I’m not as bad a bedroom hermit as I used to be, mainly because of me finally starting to get on stage in 2011. I live in my hometown Nashville Tennessee right now, but for 30 years I lived in New Jersey which is very close to Manhattan. It was so densely populated, it was horrible, there were just so many people. I hated it and I just stayed at home. It was my lifestyle, I wasn’t a party guy, I didn’t go to clubs or any of that.
But when the filmmakers came here to film me, I was a show-off. I loved the attention. Of course, there were points where I asked if we could stop, because it is very personal, and it gets really deep talking about my family. I’m always telling all the stories of my life, so it is a double-edged sword just like my whole career and I guess like my personality. I am very introverted, and yet I can also be very over the top extroverted.
There is a scene where you don’t feel well, you say: “You are catching me at my most fucking helpless – I don’t want this in the film.” But then you change your mind – why keep it in?
It has to go in because it is me and it was true. That was pre-hip replacement surgery, so I am not in as much pain now. They were good about it, they understood. I didn’t want the movie to look like we were looking for sympathy, but sometimes it was like, well, let the cameras roll, I am miserable, let’s get it on film.
Take me back then to when you were producing your 400 albums. Can you tell me what your creative process was like?
I didn’t have a process really, I was just recording all the time and that doesn’t mean that I’d go to bed at night thinking “oh no, I have just wasted a day not recording anything”.
Did you ever feel you had a ran out of ideas? Or was there a need to keep creating?
There was always a need to keep creating, but I didn’t have to push or pull with it. I kind of lost the touch when I started touring in 2012. I just don’t really write music anymore. It can’t go on forever. Muddy Waters and the Rolling Stones keep playing, but they are not really innovating, that is what’s different.

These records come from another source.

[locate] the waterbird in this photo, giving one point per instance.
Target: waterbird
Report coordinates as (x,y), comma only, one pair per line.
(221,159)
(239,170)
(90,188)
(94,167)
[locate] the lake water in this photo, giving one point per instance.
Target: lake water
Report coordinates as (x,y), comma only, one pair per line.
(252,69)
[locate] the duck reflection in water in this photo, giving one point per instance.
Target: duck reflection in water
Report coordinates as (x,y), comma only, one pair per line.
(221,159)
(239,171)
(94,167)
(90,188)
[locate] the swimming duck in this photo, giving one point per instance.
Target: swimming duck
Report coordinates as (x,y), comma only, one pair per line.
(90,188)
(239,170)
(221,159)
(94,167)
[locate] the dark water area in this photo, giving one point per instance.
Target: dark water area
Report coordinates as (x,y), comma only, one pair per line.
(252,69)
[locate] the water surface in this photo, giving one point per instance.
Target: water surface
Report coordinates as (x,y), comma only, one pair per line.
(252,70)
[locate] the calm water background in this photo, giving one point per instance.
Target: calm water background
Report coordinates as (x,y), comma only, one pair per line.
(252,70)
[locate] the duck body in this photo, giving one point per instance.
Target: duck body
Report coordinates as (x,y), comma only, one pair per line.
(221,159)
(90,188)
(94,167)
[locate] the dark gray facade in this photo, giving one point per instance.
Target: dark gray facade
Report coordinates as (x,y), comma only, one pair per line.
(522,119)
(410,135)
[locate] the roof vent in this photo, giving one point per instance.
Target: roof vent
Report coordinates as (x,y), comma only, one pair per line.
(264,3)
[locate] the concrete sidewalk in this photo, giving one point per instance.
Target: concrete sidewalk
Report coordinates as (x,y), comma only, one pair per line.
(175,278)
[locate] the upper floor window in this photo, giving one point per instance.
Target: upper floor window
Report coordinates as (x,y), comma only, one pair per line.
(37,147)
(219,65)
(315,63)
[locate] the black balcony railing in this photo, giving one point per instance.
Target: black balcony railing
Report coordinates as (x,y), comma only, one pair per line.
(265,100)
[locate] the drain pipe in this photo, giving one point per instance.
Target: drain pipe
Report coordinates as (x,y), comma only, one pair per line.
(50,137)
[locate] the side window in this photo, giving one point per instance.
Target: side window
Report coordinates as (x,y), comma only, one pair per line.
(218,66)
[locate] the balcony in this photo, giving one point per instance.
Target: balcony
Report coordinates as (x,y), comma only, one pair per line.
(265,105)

Where would you tell people to start with your music? There is a lot.
My whole schtick is that I have released everything I have ever done. There is no good or bad – home demos are as fun as box sets of studio recordings. You have got to know how to guide yourself, and if you need help: Google. I don’t need to choose what I want people to hear, I want them to hear everything, it is their job to find what they like.
Cool Daddio: The Second Youth of R. Stevie Moore has its world premiere at Sheffield Doc/Fest on Saturday 8 June.